Furyborn (Empirium, #1)
Furyborn follows two fiercely independent young women, centuries apart, who hold the power to save their world...or doom it.
When assassins ambush her best friend, the crown prince, Rielle Dardenne risks everything to save him, exposing her ability to perform all seven kinds of elemental magic. The only people who should possess this extraordinary power are a pair of prophesied queens: a queen of light and salvation and a queen of blood and destruction. To prove she is the Sun Queen, Rielle must endure seven trials to test her magic. If she fails, she will be executed...unless the trials kill her first.
A thousand years later, the legend of Queen Rielle is a mere fairy tale to bounty hunter Eliana Ferracora. When the Undying Empire conquered her kingdom, she embraced violence to keep her family alive. Now, she believes herself untouchable—until her mother vanishes without a trace, along with countless other women in their city. To find her, Eliana joins a rebel captain on a dangerous mission and discovers that the evil at the heart of the empire is more terrible than she ever imagined.
As Rielle and Eliana fight in a cosmic war that spans millennia, their stories intersect, and the shocking connections between them ultimately determine the fate of their world—and of each other.
Author: Claire Legrand
Rating: 4.5/5
Thank you, NetGalley and Sourcebooks Fire, for providing me with an electronic advanced reading copy of this book! Someday I will learn my lesson about reading the first book of a series that isn't complete yet. I tore through Furyborn in just a few days and now have to wait until "sometime in 2019."

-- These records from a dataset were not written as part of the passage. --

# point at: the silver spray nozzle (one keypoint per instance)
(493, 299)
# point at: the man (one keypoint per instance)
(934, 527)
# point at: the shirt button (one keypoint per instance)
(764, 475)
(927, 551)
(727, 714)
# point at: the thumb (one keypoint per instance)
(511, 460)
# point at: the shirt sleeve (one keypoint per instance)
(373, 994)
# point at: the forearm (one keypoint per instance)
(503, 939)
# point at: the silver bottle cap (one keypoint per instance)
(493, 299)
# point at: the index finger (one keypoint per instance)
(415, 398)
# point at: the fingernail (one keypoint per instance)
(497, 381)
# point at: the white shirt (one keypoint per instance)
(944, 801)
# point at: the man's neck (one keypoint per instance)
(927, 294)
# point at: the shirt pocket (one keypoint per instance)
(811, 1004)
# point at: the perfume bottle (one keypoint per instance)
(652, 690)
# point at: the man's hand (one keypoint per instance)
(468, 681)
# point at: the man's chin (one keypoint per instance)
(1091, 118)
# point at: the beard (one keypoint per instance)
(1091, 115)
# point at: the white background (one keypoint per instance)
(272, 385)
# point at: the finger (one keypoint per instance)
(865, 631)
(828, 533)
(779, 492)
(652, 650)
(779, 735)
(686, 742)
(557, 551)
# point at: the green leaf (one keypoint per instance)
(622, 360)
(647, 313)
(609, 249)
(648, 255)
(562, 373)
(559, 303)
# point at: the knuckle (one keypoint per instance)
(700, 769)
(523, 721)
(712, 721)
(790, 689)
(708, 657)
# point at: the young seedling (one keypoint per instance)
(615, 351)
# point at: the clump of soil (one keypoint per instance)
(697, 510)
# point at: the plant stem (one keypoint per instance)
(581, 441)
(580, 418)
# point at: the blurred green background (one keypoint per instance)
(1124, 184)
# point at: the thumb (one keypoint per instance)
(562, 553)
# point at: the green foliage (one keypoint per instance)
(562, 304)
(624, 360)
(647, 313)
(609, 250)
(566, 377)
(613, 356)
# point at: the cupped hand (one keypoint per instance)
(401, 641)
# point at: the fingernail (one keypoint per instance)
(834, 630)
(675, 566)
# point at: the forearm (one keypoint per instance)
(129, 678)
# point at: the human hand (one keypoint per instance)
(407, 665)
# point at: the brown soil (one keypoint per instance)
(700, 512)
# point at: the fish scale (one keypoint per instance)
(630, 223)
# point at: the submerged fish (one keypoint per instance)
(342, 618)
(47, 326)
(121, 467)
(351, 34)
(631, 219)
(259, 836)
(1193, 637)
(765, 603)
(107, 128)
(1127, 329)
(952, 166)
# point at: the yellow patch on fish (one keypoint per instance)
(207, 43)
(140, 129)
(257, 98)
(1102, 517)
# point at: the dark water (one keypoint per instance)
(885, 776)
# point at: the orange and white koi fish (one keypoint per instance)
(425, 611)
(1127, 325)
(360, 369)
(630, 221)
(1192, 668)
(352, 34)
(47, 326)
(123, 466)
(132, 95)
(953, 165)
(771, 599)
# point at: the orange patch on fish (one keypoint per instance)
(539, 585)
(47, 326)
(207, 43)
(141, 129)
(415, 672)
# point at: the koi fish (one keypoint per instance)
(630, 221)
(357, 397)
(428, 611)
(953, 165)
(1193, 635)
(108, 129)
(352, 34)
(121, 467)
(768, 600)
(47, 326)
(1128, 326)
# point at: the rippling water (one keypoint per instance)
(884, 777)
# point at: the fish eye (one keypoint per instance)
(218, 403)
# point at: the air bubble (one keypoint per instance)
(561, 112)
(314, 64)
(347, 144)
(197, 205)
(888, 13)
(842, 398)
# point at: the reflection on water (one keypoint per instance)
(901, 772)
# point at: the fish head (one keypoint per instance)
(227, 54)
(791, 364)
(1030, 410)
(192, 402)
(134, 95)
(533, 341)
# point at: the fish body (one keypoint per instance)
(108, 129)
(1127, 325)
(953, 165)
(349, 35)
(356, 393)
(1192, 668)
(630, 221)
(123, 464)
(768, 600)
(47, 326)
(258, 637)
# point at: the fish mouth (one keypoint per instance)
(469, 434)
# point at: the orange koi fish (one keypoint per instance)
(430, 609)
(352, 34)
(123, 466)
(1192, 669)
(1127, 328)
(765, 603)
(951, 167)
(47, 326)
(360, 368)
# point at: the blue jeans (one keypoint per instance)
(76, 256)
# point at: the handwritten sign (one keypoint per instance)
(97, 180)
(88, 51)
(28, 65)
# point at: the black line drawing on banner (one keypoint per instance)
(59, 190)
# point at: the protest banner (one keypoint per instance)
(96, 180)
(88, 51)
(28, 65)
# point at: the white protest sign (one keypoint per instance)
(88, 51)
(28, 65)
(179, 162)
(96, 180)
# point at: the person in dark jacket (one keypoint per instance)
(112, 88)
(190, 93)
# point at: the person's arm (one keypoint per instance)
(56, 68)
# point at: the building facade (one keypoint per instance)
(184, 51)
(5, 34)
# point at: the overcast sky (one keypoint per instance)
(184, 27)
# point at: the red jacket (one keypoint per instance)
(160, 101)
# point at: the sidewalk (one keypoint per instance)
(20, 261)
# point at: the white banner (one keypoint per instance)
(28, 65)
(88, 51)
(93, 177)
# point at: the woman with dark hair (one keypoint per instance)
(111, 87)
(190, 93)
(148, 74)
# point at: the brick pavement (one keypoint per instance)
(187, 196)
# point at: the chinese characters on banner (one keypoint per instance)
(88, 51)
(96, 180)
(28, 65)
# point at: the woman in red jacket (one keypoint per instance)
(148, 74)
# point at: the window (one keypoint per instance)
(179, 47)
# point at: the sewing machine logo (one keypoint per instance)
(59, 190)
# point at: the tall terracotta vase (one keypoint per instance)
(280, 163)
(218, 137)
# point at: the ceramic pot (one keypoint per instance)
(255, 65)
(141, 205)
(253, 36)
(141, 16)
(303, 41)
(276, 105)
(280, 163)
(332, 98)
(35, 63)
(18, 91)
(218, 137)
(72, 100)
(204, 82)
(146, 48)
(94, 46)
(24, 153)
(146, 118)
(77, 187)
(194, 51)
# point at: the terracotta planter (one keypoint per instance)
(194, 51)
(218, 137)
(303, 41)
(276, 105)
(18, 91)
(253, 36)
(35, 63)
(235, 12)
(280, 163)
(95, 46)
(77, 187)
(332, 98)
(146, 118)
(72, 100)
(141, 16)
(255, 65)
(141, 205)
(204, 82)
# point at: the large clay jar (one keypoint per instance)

Sigh.Furyborn was a really great read. The universe is unique and intriguing, and the women are strong and pretty complex. I never felt like the story was dragging, and I definitely didn't want it to end.
The story starts with a prologue that is immediately gripping. It contrasts sharply with the characters' lives and relationships in the first few chapters, which left me hungry to understand how everything could have gone so...wrong. You get the feeling that the story is going to be complex and exciting.
The narrative switches back and forth between our two protagonists: Rielle and Eliana. In a world full of magic and free of the threat of the angels—who have been trapped safely behind a gate for nearly 1,000 years—Rielle is a young girl with power like the world has never seen. She must convince others (and herself) that she will use it for good and not evil. A century later, Eliana is a bounty hunter for the Empire (evil, of course) that rose from Rielle's ashes, trying to convince herself that she is a terrible person so that she can live with herself and the lives she's taken. Then her mother is taken, and a high-ranking soldier from the underground faction of rebels convinces her that he can help Eliana find her. At the center of their stories is a prophecy stating that the angels' gate will fall when two queens rise—the Sun Queen and the Bood Queen, one with the power to destroy the world, and one with the power to save it. But who is which? We're whipped back and forth between the two girls' perspectives like lightning speed as they fight their battles—one whose path careens closer to the fall of the world, and one who will (presumedly) save it.
I'm not always a fan of alternating narrators; I feel like it pulls me out of the story. A cliffhanger sort of loses its potency when you have to read another whole chapter before it picks up again, and it's easier to set the book down that way. That was not really the case with this book. I was equally hooked into both storylines. I'd be frustrated when it would switch, but after only a few words, I'd be pulled back into that other story, glad to have returned to it.
A few of the ancillary characters were kind of flat, but completely lovable. And I do think the book set them up to become more complex in the next installment. There were also some really great romantic moments—oof. Wow.
Again, I cannot. believe. I have to wait for the next one. Why, cruel world?